Search code examples
pythonnumpygensimdoc2vecpre-trained-model

Unable to load pre-trained gensim Doc2Vec from publication data


I want to use an already trained Doc2Vec from a published paper.

Paper

Whalen, R., Lungeanu, A., DeChurch, L., & Contractor, N. (2020). Patent Similarity Data and Innovation Metrics. Journal of Empirical Legal Studies, 17(3), 615–639. https://doi.org/10.1111/jels.12261

Code

https://github.com/ryanwhalen/patent_similarity_data

Data

https://zenodo.org/record/3552078#.YeWkFvgxmUk

However, when trying to load the model (patent_doc2v_10e.model) an error is raised. Edit: The file can be downloaded from the data repository (link above). I am not the author of the paper nor the creator of the model.

from gensim.models.doc2vec import Doc2Vec
model = Doc2Vec.load("patent_doc2v_10e.model")


FileNotFoundError: [Errno 2] No such file or directory: 'patent_doc2v_10e.model.trainables.syn1neg.npy'

Am I missing files or do I have to load the model in other ways?


Solution

  • Where did the file patent_doc2v_10e.model come from?

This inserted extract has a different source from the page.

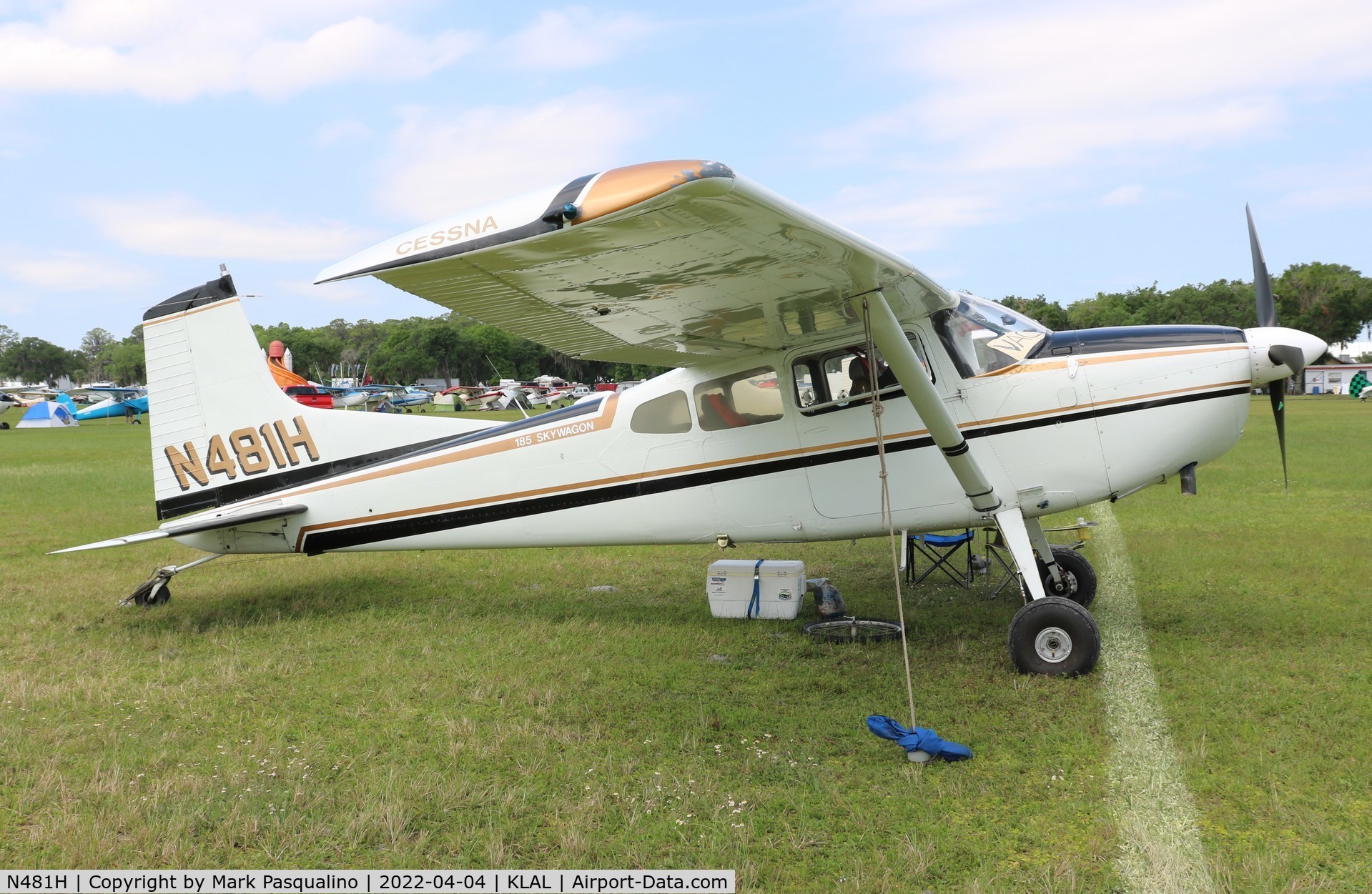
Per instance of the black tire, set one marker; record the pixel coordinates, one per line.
(1054, 637)
(143, 600)
(1079, 577)
(849, 630)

    If trying to load that file, it generates such an error about another file with the name patent_doc2v_10e.model.trainables.syn1neg.npy, then that other file is a necessary part of the full model that should have been created alongside patent_doc2v_10e.model when that patent_doc2v_10e.model file was first .save()-persisted to disk.

    You'll need to go back to where patent_doc2v_10e.model was created, & find the extra missing patent_doc2v_10e.model.trainables.syn1neg.npy file (& possibly others also starting patent_doc2v_10e.model…). All such files created at the same .save() must be kept/moved together, at the same filesystem path, for any future .load() to succeed.

    (Additionally, if you are training these yourself from original data, I'd suggest being sure to use a current version of Gensim. Only older pre-4.0 versions will create any save files with trainables in the name.)